Cualquier día será mi nombre el que aparezca en una lista como esta; por ahora tan solo soy el emisario de la muerte y la bestia rumana con aspecto de jakuza. Seguro que disfrutará cumpliendo esas órdenes el jodido tarado.

Faltan treinta minutos para el encuentro. Observo las fotos de los pobres diablos que están sujetas a la ficha con un clip y de pronto el mundo se detiene. Lo que veo me deja helado, no puede ser real, lo que veo no tiene sentido, ella solo es una funcionaria del Ministerio de Cultura ¿Por qué está su fotografía y su ficha en esta carpeta, cómo es posible? ¿Qué clase de broma de mal gusto es esta?

¿Acaso estoy soñando? Vuelvo a mirar la fotografía por si es mi mente la que me está engañando y no es ella la mujer de la instantánea, sino alguien que se le parece mucho, es posible que mi mente me haya confundido por unos segundos.

Compruebo horrorizado que es Erika, no hay la menor duda al respecto, aunque en la ficha de la inteligencia americana figura otro nombre ¿Será quizá su verdadero nombre y Erika no es más que un nombre tan falso como los que suelo utilizar yo? No es posible, ella no puede ser una espía, debe tratarse de un error. Compruebo el resto de informes, por si hubiera algún dato que pueda decirme por qué mi amada Erika está en esta lista. Ningún objetivo pertenece a su ministerio, ni tiene relación con ella que yo sepa, por tanto, no hay lugar a equivocación; si el gobierno americano la quiere muerta debe ser por algún motivo que yo desconozco. De pronto un escalofrío recorre mi cuerpo entumecido, si entrego este informe al agente rumano, será el final de nuestro amor, me estremezco al pensar lo que ese asesino le hará si esta información se le entrega. Antes me tiro desde el puente que entregar esta maldita ficha.
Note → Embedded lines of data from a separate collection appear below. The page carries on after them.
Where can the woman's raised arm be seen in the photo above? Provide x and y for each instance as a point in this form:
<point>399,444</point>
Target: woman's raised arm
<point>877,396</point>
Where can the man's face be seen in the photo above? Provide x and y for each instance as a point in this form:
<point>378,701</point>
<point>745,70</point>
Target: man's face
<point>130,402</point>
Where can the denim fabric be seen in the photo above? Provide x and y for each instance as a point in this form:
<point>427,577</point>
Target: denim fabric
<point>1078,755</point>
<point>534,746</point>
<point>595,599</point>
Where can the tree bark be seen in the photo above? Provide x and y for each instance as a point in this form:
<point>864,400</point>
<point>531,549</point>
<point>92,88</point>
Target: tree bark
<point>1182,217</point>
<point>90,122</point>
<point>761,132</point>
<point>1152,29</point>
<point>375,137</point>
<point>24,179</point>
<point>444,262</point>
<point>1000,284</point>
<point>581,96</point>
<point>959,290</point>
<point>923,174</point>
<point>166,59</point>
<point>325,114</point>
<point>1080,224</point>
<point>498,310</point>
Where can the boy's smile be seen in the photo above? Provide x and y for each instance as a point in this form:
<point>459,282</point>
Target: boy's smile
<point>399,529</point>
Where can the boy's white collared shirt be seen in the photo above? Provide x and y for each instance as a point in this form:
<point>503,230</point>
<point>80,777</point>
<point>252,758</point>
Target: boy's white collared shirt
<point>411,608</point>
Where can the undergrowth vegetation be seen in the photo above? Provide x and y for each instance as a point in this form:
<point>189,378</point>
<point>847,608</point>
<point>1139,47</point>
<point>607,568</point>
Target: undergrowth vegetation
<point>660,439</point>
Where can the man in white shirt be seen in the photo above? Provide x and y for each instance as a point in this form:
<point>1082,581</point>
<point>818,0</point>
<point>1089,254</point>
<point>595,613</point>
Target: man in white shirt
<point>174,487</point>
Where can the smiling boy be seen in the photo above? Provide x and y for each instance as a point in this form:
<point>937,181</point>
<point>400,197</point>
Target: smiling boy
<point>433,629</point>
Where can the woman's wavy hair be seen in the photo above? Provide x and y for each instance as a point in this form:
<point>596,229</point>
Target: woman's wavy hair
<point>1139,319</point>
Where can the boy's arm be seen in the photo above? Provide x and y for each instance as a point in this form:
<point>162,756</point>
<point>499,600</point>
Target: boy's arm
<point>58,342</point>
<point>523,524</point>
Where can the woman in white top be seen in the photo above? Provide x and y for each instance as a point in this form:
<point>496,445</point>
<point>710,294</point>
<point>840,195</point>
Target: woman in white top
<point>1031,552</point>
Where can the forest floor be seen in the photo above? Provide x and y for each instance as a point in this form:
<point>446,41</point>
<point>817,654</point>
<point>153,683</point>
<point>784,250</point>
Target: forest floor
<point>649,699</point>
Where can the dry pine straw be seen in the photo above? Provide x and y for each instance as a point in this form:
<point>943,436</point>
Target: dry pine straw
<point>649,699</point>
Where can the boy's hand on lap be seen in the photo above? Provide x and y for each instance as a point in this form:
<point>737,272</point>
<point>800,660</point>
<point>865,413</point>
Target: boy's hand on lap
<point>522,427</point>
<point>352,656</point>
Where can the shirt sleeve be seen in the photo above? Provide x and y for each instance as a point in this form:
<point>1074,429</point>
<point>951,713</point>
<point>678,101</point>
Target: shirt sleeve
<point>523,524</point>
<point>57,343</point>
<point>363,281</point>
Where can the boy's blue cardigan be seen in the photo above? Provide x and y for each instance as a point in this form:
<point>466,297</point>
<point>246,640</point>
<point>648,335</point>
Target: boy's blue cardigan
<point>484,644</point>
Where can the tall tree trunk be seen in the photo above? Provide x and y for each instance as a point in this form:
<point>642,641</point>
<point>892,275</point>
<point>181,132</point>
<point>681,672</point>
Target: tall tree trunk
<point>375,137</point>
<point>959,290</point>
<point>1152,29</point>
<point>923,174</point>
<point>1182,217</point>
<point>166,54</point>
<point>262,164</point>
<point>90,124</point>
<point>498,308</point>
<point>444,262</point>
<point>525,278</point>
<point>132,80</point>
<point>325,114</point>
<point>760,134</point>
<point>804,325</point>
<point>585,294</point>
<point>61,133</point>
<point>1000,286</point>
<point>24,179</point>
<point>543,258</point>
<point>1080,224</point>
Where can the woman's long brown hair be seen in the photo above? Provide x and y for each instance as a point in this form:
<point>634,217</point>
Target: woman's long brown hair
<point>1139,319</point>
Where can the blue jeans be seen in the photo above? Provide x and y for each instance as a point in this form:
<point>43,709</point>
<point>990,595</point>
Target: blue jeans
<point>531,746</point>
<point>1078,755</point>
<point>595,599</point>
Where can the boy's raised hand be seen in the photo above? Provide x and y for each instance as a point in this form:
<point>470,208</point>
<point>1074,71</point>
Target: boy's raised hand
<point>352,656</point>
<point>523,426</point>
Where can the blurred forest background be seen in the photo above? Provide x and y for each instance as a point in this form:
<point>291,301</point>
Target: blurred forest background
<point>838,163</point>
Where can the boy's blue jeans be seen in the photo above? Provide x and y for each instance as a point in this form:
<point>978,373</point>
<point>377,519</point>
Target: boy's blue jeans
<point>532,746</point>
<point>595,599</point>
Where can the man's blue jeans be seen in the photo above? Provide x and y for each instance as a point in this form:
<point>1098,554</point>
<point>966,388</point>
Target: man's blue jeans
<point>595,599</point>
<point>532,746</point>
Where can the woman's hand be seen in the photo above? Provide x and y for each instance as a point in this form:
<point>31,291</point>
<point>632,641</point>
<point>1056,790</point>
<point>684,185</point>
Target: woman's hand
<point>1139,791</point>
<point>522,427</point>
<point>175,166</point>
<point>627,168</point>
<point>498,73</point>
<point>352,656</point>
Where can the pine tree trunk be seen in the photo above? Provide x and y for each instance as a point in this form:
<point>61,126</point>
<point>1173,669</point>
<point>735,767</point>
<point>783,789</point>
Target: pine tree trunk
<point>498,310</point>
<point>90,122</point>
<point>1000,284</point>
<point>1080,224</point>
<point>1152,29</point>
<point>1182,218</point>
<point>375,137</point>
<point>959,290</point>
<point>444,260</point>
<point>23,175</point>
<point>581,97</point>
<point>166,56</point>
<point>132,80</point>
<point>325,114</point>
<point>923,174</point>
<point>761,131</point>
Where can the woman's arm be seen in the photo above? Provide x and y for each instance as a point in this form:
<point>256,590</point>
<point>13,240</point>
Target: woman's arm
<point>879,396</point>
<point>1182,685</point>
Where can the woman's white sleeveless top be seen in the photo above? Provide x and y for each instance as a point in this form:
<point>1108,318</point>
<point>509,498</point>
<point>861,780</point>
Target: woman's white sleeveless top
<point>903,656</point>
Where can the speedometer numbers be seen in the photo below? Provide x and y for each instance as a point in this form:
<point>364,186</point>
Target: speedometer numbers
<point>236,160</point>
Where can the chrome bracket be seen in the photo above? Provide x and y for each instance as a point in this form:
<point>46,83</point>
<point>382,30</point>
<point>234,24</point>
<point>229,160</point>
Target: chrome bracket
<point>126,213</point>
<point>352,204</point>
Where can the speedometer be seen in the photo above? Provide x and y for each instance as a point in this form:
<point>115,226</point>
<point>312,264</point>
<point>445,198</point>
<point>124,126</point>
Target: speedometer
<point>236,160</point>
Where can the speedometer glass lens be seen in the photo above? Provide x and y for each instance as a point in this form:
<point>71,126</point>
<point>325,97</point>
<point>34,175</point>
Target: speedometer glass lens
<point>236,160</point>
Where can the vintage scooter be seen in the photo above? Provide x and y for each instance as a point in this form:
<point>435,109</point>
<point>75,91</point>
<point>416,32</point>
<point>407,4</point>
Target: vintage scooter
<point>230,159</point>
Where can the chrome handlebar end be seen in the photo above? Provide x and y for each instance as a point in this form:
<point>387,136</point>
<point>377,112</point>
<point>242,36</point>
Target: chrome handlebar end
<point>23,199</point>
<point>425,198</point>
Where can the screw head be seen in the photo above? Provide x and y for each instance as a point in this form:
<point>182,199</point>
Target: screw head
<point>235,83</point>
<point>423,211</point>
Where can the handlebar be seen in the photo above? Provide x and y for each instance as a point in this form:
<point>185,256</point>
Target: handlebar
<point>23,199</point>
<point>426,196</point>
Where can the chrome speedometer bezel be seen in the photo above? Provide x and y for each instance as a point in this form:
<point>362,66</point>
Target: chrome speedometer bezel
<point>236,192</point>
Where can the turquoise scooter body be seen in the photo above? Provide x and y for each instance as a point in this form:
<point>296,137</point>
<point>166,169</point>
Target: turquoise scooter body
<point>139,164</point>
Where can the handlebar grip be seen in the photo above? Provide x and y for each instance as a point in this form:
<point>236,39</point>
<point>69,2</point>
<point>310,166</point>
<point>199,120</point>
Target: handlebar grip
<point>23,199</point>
Apuro el último trago de coñac antes de salir del apartamento. Sobre el cenicero, la fotografía de Erika desprende una llama azul mientras su bello rostro se consume bajo el fuego, dejando por un instante el aire impregnado de olor a papel quemado.
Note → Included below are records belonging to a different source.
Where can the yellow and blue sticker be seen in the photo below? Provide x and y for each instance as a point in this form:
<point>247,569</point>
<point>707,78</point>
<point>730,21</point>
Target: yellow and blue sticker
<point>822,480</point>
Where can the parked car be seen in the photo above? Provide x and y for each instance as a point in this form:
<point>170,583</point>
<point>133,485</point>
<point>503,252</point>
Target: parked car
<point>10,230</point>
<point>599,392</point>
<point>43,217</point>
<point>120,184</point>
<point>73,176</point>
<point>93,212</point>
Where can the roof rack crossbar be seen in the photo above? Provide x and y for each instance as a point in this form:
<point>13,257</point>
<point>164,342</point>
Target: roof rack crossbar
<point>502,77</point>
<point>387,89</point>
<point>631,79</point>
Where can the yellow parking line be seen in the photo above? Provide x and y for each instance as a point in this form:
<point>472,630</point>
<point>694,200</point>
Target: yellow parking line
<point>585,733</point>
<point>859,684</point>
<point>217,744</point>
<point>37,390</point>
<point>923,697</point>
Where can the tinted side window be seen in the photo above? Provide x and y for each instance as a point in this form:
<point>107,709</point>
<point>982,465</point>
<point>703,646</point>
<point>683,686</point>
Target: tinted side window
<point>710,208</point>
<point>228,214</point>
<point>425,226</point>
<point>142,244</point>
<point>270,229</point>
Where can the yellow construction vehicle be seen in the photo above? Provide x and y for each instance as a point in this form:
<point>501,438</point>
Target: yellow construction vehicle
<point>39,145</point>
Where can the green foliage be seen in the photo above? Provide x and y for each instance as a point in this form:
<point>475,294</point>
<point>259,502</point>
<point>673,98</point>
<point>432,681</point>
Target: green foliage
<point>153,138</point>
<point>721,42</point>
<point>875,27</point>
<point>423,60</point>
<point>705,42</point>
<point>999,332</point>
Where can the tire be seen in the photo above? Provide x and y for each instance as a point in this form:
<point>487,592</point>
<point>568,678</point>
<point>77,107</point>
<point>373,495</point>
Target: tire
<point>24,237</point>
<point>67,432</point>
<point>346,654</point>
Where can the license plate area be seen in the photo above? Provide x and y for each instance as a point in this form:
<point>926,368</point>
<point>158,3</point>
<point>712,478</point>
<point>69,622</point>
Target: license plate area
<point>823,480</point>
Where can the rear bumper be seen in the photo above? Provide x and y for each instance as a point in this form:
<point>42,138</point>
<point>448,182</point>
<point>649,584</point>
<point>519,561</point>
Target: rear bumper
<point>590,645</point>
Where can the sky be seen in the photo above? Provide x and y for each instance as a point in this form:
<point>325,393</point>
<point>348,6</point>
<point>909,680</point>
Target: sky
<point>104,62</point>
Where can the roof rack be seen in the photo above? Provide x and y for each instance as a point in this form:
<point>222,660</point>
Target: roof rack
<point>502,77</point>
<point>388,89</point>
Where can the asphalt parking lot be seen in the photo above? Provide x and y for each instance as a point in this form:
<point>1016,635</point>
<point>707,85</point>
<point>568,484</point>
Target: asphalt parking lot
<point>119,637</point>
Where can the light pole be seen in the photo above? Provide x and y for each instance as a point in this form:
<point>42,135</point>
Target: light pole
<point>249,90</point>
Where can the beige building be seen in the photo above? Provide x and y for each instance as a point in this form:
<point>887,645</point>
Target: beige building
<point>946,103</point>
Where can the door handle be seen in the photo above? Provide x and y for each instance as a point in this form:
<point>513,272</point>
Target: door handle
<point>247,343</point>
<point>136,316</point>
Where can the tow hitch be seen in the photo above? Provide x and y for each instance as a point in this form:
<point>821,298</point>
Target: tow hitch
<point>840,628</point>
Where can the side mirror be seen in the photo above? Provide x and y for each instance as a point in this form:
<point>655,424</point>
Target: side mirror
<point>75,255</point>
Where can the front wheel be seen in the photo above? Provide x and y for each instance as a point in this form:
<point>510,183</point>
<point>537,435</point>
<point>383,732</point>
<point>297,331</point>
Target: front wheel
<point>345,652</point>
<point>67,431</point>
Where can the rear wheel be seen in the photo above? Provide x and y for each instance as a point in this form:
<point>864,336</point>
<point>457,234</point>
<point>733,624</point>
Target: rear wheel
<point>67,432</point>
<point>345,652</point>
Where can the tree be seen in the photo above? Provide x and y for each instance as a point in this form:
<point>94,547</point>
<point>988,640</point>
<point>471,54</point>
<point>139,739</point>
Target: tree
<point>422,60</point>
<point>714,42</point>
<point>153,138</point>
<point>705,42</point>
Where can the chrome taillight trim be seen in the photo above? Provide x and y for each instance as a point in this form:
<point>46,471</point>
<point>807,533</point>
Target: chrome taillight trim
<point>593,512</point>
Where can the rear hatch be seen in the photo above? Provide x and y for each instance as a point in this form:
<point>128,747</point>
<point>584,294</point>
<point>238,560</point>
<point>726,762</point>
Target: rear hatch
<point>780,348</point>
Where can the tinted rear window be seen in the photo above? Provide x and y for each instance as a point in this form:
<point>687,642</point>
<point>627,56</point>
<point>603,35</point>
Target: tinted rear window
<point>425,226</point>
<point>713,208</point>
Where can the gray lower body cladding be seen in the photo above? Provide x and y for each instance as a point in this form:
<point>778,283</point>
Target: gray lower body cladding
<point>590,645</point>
Voy a pie hasta el punto de encuentro, no queda lejos del piso franco, solo debo atravesar una avenida por la que apenas hay gente a esa hora. Aun así, siento que en cualquier momento, de la nada van a salir un par de tipos con gabardina y sombrero y tras identificarse me van a introducir en un coche de camino al infierno. En vez de eso, recibo una pitada de un conductor cuando cruzo por donde no debo. El corazón me late desbocado. Siento que la camisa se me pega al cuerpo a pesar del frío.

Respiro por la nariz despacio, como me enseñó mi padre cuando me daban los ataques de asma. Inspirar, aguantar, expirar; despacio, hinchando los pulmones, sintiendo como se llenan del preciado oxígeno. Ojalá volviera a esa habitación llena de libros y de buenos recuerdos, a su calor y a su protección, ojalá no hubiera salido nunca de esas cuatro paredes donde me sentía libre. El mundo ha cambiado mucho desde esos días; cuando todo apuntaba a que, por segunda vez el destino del pueblo alemán estaba escrito en clave de humillante derrota. Esta vez no fue así. Cuando las bombas atómicas borraron del mapa el Imperio Británico y llegaron hasta Moscú todo cambió.
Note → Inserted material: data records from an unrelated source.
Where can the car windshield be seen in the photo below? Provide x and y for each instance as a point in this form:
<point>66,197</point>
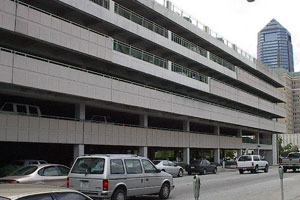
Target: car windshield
<point>89,166</point>
<point>245,158</point>
<point>294,155</point>
<point>24,171</point>
<point>195,162</point>
<point>18,163</point>
<point>156,162</point>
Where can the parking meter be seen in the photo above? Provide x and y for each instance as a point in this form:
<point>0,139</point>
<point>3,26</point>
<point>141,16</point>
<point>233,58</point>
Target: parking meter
<point>280,170</point>
<point>196,185</point>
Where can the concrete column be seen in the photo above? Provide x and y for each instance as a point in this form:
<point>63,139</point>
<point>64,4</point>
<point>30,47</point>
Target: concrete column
<point>275,149</point>
<point>143,151</point>
<point>186,156</point>
<point>169,65</point>
<point>78,150</point>
<point>217,155</point>
<point>217,130</point>
<point>239,152</point>
<point>144,120</point>
<point>186,126</point>
<point>80,111</point>
<point>111,6</point>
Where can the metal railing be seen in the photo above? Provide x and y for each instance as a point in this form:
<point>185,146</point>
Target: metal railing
<point>248,140</point>
<point>140,54</point>
<point>265,141</point>
<point>221,61</point>
<point>126,81</point>
<point>206,29</point>
<point>103,3</point>
<point>136,18</point>
<point>189,73</point>
<point>183,42</point>
<point>58,17</point>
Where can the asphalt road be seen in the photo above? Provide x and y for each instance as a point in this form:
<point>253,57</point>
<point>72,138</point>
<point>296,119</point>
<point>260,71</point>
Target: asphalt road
<point>230,185</point>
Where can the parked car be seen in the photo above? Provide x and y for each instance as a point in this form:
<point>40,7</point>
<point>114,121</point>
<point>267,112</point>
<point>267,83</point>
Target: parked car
<point>118,177</point>
<point>22,109</point>
<point>252,163</point>
<point>169,167</point>
<point>292,161</point>
<point>48,174</point>
<point>34,192</point>
<point>17,164</point>
<point>201,166</point>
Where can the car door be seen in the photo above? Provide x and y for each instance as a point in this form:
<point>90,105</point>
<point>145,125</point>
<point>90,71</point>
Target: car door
<point>153,179</point>
<point>51,176</point>
<point>173,168</point>
<point>135,177</point>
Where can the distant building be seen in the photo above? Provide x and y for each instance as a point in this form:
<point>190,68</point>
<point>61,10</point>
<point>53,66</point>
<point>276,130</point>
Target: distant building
<point>292,106</point>
<point>274,46</point>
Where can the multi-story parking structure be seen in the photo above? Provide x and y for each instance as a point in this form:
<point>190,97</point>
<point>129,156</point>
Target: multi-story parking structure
<point>127,77</point>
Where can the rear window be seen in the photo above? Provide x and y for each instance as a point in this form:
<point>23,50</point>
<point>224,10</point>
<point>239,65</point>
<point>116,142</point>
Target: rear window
<point>245,158</point>
<point>24,171</point>
<point>294,155</point>
<point>156,162</point>
<point>194,162</point>
<point>89,166</point>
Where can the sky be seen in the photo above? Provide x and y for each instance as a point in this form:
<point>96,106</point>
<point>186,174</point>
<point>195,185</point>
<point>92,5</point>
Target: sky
<point>239,21</point>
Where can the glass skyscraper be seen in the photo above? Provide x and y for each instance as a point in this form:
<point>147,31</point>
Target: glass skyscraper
<point>274,47</point>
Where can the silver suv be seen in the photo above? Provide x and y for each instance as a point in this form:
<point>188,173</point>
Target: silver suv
<point>118,177</point>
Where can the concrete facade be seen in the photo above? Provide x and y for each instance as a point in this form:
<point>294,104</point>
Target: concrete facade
<point>121,66</point>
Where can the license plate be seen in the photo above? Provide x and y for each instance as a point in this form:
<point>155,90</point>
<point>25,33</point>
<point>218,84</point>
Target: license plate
<point>84,184</point>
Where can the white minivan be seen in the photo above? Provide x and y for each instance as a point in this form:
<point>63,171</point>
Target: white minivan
<point>117,176</point>
<point>252,163</point>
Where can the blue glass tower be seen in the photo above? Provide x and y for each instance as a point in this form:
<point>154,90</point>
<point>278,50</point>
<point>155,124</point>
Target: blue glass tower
<point>274,47</point>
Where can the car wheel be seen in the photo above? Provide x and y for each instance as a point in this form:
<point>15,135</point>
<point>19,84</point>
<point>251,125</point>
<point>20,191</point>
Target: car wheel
<point>180,173</point>
<point>266,169</point>
<point>215,170</point>
<point>164,191</point>
<point>119,194</point>
<point>284,169</point>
Desde debajo del puente, la figura del matón rumano parece más grande de lo que de por sí es. Estás hecho una mierda. Me saluda con su peculiar inglés con acento de los Cárpatos. Yo solo digo buenas noches, no me apetece entablar una conversación con ese tipo. Le entrego el portafolio y antes de que vuelva a decir una de sus típicas gilipolleces, doy media vuelta y me alejo de allí por donde he venido. Hasta luego hombrecillo apresurado, su frase de despedida suena a burla. Adiós Vlad el Empalador, susurro yo mientras desaparezco de su vista entre la niebla.

Debo proteger a mi amada del peligro que se cierne sobre ella, por lo que debo hacer creer a mis superiores que el psicópata rumano le ha dado boleto. Eso es fácil decirlo ¿Cómo podré lograrlo? Primero tendré que hablar con ella, mostrarle el informe para que sepa el peligro que corre. Deberá ser honesta conmigo y decirme por qué el servicio secreto americano la quiere muerta, a ella, que no es más que una simple funcionaria. Después habrá que hacerla desaparecer.